As I noted earlier, Eye in the Sky is a film in which a considerable portion of dialogue is given over to questioning law. In his concluding chapter, Gunneflo writes, “critical engagement …appears to me to be not only useful but a matter of some urgency for the present. For, legal texts, laying down a specifically legal rationality, have played an enormously important role in the emergence of targeted killing” (233). Bringing Gunneflo’s important book into conversation with the cultural text of a film alerts us to the tentacular disseminations of a particularly troubling understanding of law and legitimacy in our era of perpetual war. Through the histories, politics, and accounts of law Gunneflo presents, I am prompted to ask: do cultural texts like Eye in Sky become proxies for legal contestation that does not occur in our public domains? Have we, as spectator-consumer-subjects, become seduced by the bedazzlements of spectacular war?

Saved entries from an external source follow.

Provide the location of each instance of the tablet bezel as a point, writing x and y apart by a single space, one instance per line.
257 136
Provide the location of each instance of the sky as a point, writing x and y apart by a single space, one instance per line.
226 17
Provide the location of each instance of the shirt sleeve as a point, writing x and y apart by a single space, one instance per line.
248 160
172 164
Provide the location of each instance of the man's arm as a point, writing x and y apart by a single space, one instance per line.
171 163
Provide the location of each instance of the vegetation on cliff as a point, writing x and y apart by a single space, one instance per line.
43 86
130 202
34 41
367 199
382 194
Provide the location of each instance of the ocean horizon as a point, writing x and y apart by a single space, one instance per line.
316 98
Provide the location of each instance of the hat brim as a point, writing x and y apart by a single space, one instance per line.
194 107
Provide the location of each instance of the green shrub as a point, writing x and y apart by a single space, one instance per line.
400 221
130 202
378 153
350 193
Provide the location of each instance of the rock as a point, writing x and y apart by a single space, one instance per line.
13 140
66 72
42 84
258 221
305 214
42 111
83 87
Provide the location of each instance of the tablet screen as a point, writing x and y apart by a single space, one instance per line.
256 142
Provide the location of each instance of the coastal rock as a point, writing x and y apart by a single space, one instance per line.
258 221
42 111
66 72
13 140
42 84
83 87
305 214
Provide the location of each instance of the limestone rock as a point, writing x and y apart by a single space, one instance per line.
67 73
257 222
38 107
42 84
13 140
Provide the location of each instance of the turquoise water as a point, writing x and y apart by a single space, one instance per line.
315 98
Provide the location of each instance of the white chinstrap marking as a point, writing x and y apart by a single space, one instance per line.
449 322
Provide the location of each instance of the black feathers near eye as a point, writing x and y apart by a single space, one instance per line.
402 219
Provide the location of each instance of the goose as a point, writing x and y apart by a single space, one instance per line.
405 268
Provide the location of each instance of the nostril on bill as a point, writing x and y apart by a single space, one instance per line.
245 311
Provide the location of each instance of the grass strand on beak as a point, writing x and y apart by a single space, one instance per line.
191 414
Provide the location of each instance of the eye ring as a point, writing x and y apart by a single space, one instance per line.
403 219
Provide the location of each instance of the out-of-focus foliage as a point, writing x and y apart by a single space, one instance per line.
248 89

Gunneflo’s Targeted Killing offers a much needed corrective for the political disconnections of our mediatised, technofetishising contemporary moment.

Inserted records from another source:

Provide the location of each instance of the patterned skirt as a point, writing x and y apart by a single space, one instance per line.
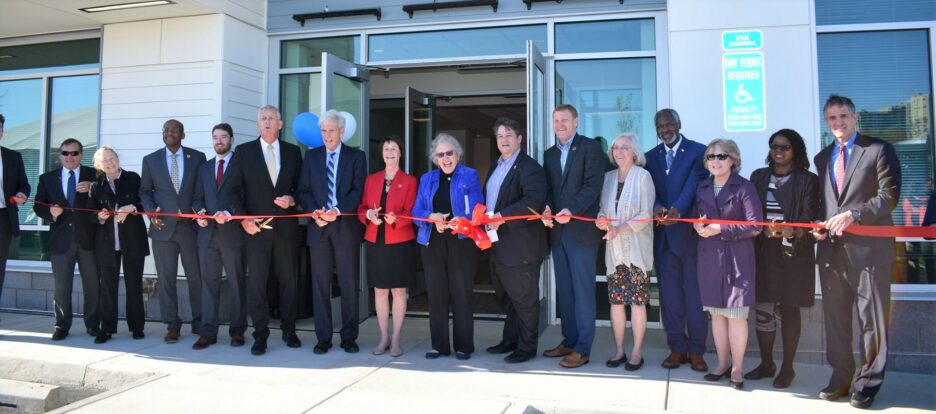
628 285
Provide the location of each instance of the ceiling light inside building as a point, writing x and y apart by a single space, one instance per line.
123 6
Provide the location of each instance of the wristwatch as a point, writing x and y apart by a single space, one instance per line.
856 215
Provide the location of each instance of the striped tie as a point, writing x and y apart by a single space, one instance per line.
332 200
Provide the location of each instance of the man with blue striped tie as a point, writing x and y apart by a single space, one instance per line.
331 183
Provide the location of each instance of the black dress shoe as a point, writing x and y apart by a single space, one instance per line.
861 400
519 356
259 347
614 363
322 347
350 347
291 339
502 348
717 377
102 338
833 393
633 367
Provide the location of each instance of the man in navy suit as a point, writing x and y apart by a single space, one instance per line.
331 183
14 191
71 236
168 186
575 168
676 168
515 184
220 243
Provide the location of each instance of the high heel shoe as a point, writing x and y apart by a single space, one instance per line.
717 377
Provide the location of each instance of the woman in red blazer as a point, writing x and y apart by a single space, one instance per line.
391 247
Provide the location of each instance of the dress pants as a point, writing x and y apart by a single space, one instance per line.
63 270
450 264
167 255
845 287
517 290
575 268
6 237
681 303
133 281
212 259
331 257
276 252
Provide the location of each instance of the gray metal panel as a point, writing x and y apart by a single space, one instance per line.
280 12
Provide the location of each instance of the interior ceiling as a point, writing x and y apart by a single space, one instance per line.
33 17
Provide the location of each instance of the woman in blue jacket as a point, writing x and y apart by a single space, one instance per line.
449 261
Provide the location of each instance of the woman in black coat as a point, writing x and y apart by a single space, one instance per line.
120 238
786 259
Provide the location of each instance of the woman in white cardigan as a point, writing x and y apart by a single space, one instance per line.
626 208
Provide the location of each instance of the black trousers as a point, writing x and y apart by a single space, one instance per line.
63 271
450 265
133 282
329 257
280 254
6 237
517 290
846 287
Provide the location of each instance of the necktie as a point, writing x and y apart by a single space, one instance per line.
840 169
174 172
332 200
70 195
219 174
271 163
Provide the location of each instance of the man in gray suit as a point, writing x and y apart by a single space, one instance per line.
220 243
168 186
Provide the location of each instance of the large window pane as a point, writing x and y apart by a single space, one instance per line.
610 36
74 114
308 52
893 95
299 93
494 41
21 105
611 96
873 11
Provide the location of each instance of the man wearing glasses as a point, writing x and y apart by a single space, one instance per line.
71 236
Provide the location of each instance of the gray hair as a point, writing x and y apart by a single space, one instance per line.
730 147
631 138
444 138
98 157
334 116
268 108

Jothie Rajah is Research Professor at the American Bar Foundation in Chicago. Her current research mainly focuses on the impact of 9/11 on rule of law discourses, (eg Law as Record: the Death of Osama bin Laden). She also studies rule of law in relation to authoritarianism, (eg Authoritarian Rule of Law: Legislation, Discourse and Legitimacy in Singapore, Cambridge University Press, 2012).
[1] In delving into the dehumanizing, “actuarial” (2012: 273) logics of the language of ‘collateral damage’, Liam Kennedy argues that collateral damage is “a form of violence that is supplementary and incidental to the sensational violence of shock and awe”, and that “[a]cross US mainstream visual culture, shock and awe and collateral damage are dominant frames in visualizations of the war on terror. They ideologically parse death and suffering by delineating those who count as fully human and those who do not ” (2012: 265).
[2] Eye in the Sky features in musician and artist David Byrne’s installation on implicit bias. In National Public Radio’s report on Byrne’s installation, the role of race, religion, and dress in assumptions about terrorism are brought to the fore: http://www.npr.org/programs/morning-edition/
Cite as: Jothie Rajah, Gunneflo Book Syposium (5) – Targeted Killing and Spectacular War, Völkerrechtsblog, 7 April 2017, doi: 10.17176/20170411-114021.